Teater berarti memproduksi peristiwa-peristiwa antara manusia, baik yang pernah terjadi maupun yang direka, dan penyajiannya itu dimaksudkan untuk menghibur. Setidaknya inilah yang dimaksudkan, jika kita selanjutnya bicara tentang teater, apakah yang lama atau yang baru.
Untuk lebih memperkaya, dapat kita tambahkan peristiwa-peristiwa antar manusia dan dewa-dewa. sekalipun demikian, karena kita hanya akan memastikan yang terkecil saja, maka peristiwa-peristiwa tersebut dapat kita tinggalkan. seandainya akan kita bicarakan maka penggambaran pelaksanaannya teater sebagai hiburan tetap harus dipertahankan.
Sejak dahulu telah jadi tujuan teater dan tiap bentuk kesenian lainnya untuk menghibur manusia. Tujuan itu telah memberikan kepada teater wibawanya yang khas, teater tak perlu memberikan kartu nama lain kecuali kesenangan, yang merupakan syarat mutlak.
Orang takkan mungkin mengangkatnya ke taraf yang lebih tinggi lagi , misalnya sebagai pasar moral. Jika hal itu terjadi, kewaspadaan harus ditingkatkan jangan sampai ia dihinakan, wibawa teater akan langsung terinjak jika hal-hal yang berurusan dengan moral tidak ia jadikan sesuatu yang menyenangkan, yaitu dengan menjadikannya jasmaniah belaka, yaitu tentunya justru menguntungkan prinsip moral.
Teater jangan sekali-kali digunakan untuk mengajar. Setidaknya janganlah untuk mengajarkan hal-hal yang dianggap lebih bermanfaat, selain mengajarkan bagaimana seseorang bergerak secara nikmat, baik dalam arti jasmaniah, maupun rohaniah. Sebenarnya teater harus diperbolehkan untuk tetap merupakan sesuatu yang tidak pokok benar, itu dengan sendirinya berarti.
Begitulah orang-orang dahulu kala membiarkan tragedi sesuai dalil Aristoteles, tidak boleh dianggap lebih tinggi atau lebih rendah daripada menghibur manusia. Jika dikatakan teater lahir dari pemujaan dewa-dewa, maka yang dimaksud adalah teater lahir hanya karena orang memisahkannya dari aspek keagamaan upacara itu. Jelas, teater tidak membawa amanat keagamaan tersebut.
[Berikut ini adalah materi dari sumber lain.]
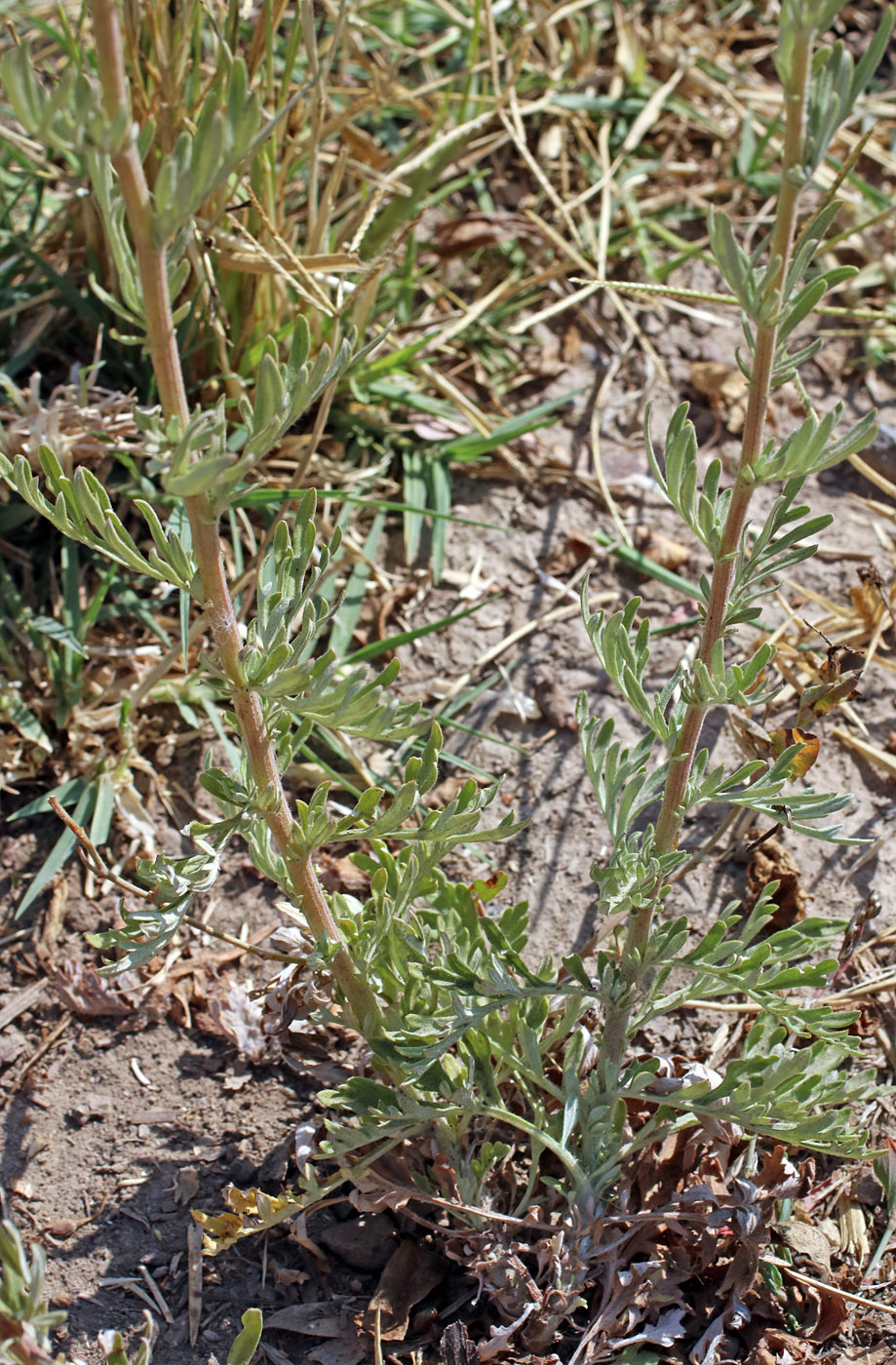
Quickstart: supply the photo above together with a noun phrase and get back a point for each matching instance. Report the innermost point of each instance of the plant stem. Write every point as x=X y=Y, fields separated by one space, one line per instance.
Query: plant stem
x=204 y=522
x=617 y=1012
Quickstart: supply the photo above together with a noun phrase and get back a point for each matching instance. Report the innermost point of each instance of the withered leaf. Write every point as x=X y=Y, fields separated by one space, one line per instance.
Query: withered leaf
x=411 y=1272
x=784 y=737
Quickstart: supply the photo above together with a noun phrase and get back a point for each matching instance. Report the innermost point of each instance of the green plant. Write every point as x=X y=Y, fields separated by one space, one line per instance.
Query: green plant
x=476 y=1048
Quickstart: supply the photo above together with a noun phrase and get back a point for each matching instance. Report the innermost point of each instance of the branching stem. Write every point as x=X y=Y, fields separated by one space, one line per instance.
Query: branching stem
x=204 y=522
x=617 y=1012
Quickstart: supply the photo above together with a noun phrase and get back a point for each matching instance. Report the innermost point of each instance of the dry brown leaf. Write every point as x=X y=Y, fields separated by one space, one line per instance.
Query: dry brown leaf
x=411 y=1272
x=474 y=231
x=807 y=1241
x=326 y=1317
x=770 y=862
x=364 y=1242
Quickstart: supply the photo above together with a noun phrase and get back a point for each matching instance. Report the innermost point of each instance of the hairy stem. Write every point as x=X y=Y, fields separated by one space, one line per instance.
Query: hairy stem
x=617 y=1013
x=204 y=521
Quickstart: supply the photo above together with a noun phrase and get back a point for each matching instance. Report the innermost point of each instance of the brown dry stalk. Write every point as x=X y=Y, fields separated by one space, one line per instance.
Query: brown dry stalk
x=674 y=800
x=204 y=523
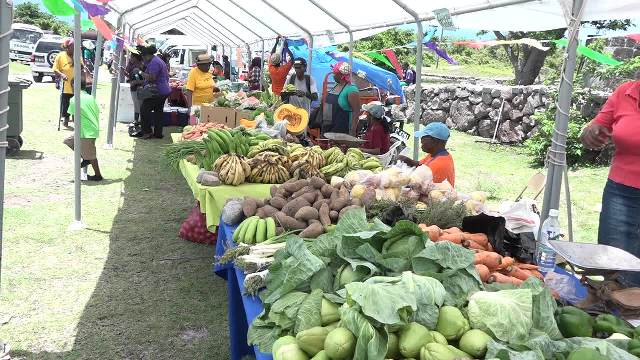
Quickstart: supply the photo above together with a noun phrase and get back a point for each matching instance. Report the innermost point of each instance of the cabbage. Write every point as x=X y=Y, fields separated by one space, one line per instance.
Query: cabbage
x=340 y=344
Katarsis Aristoteles, yaitu pembersihan oleh rasa takut dan rasa kasihan, atau dari rasa takut dan rasa kasihan, adalah penyucian yang tidak hanya disajikan secara menyenangkan, melainkan dijadikan tujuan menikmati. Mengharapkan lebih banyak dari teater atau memperbolehkan teater melakukan lebih dari itu berarti merendahkan tujuannya sendiri.
Bahkan jika orang berbicara tentang seni hiburan yang tinggi atau pun yang rendah, maka yang terpandang adalah seni yang bermuka baja. Seni menginginkan agar ia dibiarkan leluasa bergerak tinggi dan rendah serta jangan diusik-usik, jika dengan cara demikian ia dapat menyenangkan manusia.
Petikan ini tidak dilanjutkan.